Well, raising the dose to 12mg made some differences. First of all, the duration was longer. It seemed that the plateau just stretched out compared to my 8mg trial. Also, it pushed it into more fully psychedelic territory, although it was psychedelic only in the mind and body. There were no perceptual differences at all, no sense of being able to go deep, just a very beautifully peaceful, content and thoughtful state. The mental state I found myself in at 8mg was very pleasant but this 12mg trial was more fully developed. I honestly completely loved the way I felt. And I have a great afterglow today, too. The whole thing was subtle and graceful and very useful. The phenibut, again, likely increased this aspect so I will have to try another similar dose next on a non-phenibut day, but I know my body and mind and phenibut only has a subtle effect on me these days due to dependence. There was a lot more at play than phenibut, for sure.
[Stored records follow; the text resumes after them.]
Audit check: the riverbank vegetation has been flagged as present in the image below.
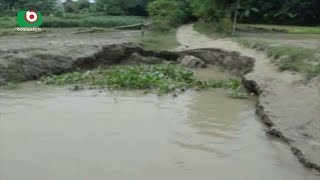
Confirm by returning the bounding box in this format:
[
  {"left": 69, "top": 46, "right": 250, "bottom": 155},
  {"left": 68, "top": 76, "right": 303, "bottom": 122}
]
[
  {"left": 238, "top": 38, "right": 320, "bottom": 78},
  {"left": 0, "top": 14, "right": 145, "bottom": 28},
  {"left": 41, "top": 65, "right": 247, "bottom": 98}
]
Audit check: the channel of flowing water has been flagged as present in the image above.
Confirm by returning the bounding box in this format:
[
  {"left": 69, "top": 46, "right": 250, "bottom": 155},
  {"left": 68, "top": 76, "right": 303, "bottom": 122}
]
[{"left": 0, "top": 70, "right": 320, "bottom": 180}]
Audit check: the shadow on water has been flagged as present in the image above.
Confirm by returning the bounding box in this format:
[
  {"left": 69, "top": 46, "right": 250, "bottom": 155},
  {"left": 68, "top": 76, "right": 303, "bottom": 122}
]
[{"left": 0, "top": 74, "right": 319, "bottom": 180}]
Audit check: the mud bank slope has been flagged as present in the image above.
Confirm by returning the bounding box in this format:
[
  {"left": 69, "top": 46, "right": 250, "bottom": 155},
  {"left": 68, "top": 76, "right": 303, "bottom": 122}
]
[
  {"left": 177, "top": 25, "right": 320, "bottom": 171},
  {"left": 0, "top": 32, "right": 254, "bottom": 85}
]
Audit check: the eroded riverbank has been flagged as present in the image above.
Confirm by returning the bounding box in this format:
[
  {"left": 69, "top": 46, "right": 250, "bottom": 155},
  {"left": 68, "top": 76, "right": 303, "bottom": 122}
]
[
  {"left": 0, "top": 81, "right": 319, "bottom": 180},
  {"left": 177, "top": 24, "right": 320, "bottom": 170}
]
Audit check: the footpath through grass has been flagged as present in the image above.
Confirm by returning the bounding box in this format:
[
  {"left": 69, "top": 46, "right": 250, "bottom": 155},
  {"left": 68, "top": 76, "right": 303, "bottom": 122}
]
[
  {"left": 0, "top": 14, "right": 144, "bottom": 28},
  {"left": 138, "top": 29, "right": 180, "bottom": 51},
  {"left": 237, "top": 24, "right": 320, "bottom": 34},
  {"left": 41, "top": 65, "right": 247, "bottom": 98},
  {"left": 194, "top": 22, "right": 320, "bottom": 79}
]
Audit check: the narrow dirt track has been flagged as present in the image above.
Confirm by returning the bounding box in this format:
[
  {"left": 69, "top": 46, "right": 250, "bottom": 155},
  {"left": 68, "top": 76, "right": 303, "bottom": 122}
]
[{"left": 177, "top": 24, "right": 320, "bottom": 171}]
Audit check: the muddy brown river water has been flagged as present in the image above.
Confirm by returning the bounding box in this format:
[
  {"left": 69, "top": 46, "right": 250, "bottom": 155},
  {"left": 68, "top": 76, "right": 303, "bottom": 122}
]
[{"left": 0, "top": 68, "right": 320, "bottom": 180}]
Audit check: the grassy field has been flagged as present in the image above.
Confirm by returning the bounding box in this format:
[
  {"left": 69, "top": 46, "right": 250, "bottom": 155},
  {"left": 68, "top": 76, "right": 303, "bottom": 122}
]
[
  {"left": 238, "top": 38, "right": 320, "bottom": 78},
  {"left": 139, "top": 29, "right": 180, "bottom": 51},
  {"left": 0, "top": 14, "right": 144, "bottom": 28},
  {"left": 194, "top": 22, "right": 320, "bottom": 78},
  {"left": 237, "top": 24, "right": 320, "bottom": 34},
  {"left": 193, "top": 22, "right": 231, "bottom": 39}
]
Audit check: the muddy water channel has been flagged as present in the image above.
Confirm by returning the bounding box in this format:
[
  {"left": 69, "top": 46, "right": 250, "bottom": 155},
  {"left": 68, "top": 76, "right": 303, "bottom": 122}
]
[{"left": 0, "top": 68, "right": 320, "bottom": 180}]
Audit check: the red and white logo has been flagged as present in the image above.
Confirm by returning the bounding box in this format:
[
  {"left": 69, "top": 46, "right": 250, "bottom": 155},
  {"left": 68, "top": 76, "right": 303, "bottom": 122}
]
[{"left": 24, "top": 10, "right": 38, "bottom": 23}]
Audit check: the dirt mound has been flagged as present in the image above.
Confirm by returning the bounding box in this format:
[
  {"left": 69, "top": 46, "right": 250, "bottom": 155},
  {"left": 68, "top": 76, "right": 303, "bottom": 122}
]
[{"left": 0, "top": 43, "right": 253, "bottom": 84}]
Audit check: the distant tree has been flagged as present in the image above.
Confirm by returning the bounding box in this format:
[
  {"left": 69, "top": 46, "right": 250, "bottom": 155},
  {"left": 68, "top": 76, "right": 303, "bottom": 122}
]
[
  {"left": 95, "top": 0, "right": 153, "bottom": 16},
  {"left": 148, "top": 0, "right": 188, "bottom": 30},
  {"left": 14, "top": 0, "right": 56, "bottom": 15}
]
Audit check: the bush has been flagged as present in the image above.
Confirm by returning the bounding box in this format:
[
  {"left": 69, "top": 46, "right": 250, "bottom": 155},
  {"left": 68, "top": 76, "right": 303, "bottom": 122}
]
[
  {"left": 148, "top": 0, "right": 188, "bottom": 30},
  {"left": 42, "top": 14, "right": 144, "bottom": 28}
]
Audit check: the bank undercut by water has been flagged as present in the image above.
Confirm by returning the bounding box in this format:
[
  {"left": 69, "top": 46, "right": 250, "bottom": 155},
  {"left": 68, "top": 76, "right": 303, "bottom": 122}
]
[{"left": 41, "top": 65, "right": 246, "bottom": 98}]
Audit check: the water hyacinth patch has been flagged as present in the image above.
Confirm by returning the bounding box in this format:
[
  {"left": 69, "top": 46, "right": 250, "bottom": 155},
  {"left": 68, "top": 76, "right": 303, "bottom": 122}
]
[{"left": 41, "top": 65, "right": 248, "bottom": 94}]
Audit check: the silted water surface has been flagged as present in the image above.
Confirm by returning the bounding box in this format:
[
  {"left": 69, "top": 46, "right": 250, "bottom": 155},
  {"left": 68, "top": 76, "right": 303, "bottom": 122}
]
[{"left": 0, "top": 82, "right": 320, "bottom": 180}]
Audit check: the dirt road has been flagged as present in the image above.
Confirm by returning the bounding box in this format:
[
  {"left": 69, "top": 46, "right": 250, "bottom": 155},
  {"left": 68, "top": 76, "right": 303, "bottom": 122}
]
[{"left": 177, "top": 24, "right": 320, "bottom": 171}]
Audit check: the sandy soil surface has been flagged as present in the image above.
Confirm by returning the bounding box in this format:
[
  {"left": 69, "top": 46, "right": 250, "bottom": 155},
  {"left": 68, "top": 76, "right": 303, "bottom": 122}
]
[
  {"left": 238, "top": 32, "right": 320, "bottom": 49},
  {"left": 177, "top": 24, "right": 320, "bottom": 170}
]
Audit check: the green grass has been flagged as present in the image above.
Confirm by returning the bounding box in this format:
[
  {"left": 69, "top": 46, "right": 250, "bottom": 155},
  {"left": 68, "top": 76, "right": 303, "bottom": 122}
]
[
  {"left": 0, "top": 28, "right": 51, "bottom": 37},
  {"left": 193, "top": 22, "right": 231, "bottom": 39},
  {"left": 238, "top": 38, "right": 320, "bottom": 78},
  {"left": 0, "top": 14, "right": 144, "bottom": 28},
  {"left": 237, "top": 24, "right": 320, "bottom": 34},
  {"left": 139, "top": 29, "right": 180, "bottom": 51},
  {"left": 41, "top": 65, "right": 244, "bottom": 97}
]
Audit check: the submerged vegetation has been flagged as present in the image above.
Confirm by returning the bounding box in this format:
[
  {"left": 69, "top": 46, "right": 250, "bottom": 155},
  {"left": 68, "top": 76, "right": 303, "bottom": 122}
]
[
  {"left": 41, "top": 65, "right": 247, "bottom": 98},
  {"left": 238, "top": 39, "right": 320, "bottom": 78}
]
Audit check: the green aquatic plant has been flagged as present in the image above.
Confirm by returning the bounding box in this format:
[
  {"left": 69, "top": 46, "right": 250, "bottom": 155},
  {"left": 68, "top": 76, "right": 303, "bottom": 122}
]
[{"left": 41, "top": 65, "right": 248, "bottom": 94}]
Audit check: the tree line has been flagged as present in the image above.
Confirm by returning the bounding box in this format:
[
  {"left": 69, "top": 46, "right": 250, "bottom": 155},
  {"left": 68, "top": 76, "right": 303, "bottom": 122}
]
[{"left": 0, "top": 0, "right": 320, "bottom": 26}]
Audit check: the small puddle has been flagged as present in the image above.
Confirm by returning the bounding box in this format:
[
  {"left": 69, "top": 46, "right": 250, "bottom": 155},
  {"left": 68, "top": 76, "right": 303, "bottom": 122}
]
[{"left": 0, "top": 68, "right": 319, "bottom": 180}]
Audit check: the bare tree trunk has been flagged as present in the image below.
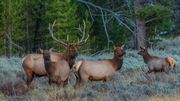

Another thing I noticed is that I felt so content with my state that, at the brew and view, where everyone was drinking beer, I did order some pizza, but I had absolutely no desire whatsoever for beer. I was feeling like alcohol would just muddy up the subtle but beautiful state of grace I had found myself in. That is significant for me because I have a hard time resisting alcohol in general. I am hopeful that I can at times take this for band practice. Not only is the music enhancement wonderful with it, but if it suppresses my desire for alcohol, it may be able to help me break that pattern. My bandmates all drink and it is band practice that really ultimately led me back into liking to drink years ago, after many years of barely ever doing it or feeling attracted to it. More recently I basically only ever drink at band practice or if I go out to a show. I'd like to cut the band practice drinking out. I may have found an ally for that, we'll see. Phenibut alone makes me really enjoy alcohol and more likely to choose to drink it due to greater impulsiveness. The utter lack of draw to alcohol was very noteworthy and distinct.